Often the data must come from several different sources and the importing will occur in several steps. Sometimes the data for different tables can come from different sources and must be imported at different times, using different tools or configuration.

At times, even different columns in the same table can come from different sources and must be imported in different ways.  This can mean that columns with essential data may need to be nullable until a few stages of the import or data processing are complete.

In some situations, connections between tables must be assigned or computed after the data has been imported, which can mean that mandatory foreign keys have to be left empty for a while.

Various constraints may need to be disabled until later.

It is very common for data to be imported and then cleaned up.  This process can be very complex as data can be invalid in many different ways.


Make sure that data is validated after import.  Small errors in importing can cause big problems for software if the software assumes data is valid.  It may seem to be dangerous to assume that data is valid – and so it is – however constant checking for validity at every step of a process can be very time consuming, computationally expensive and prone to errors.  Your approach to validation of data will always have to be a balancing act.
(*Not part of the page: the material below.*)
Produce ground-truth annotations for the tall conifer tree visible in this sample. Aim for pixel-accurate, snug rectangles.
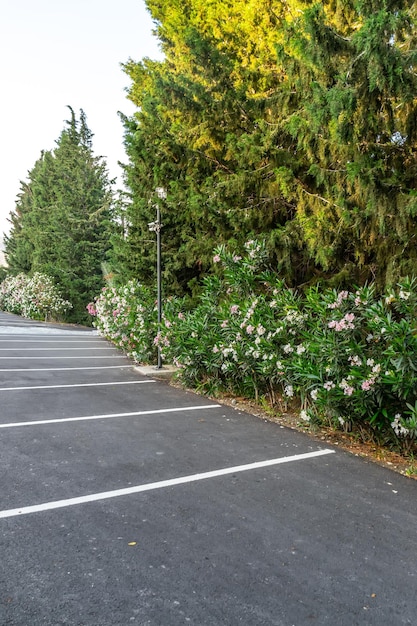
[5,108,114,322]
[117,0,417,292]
There can be many steps in the importing of data from various sources and, but it is best if it can be made into a reproducible process so that any extra steps can be easily added and the data imported (and validated) again.  During development, this is by far the easiest method, saving time and minimising errors.

Once users start to modify data, redoing an import can be much more complex because data may need to be merged.  If possible, finish all data manipulation that may be required before allowing the imported data to be modified in other ways.  Merge imports can be difficult to manage.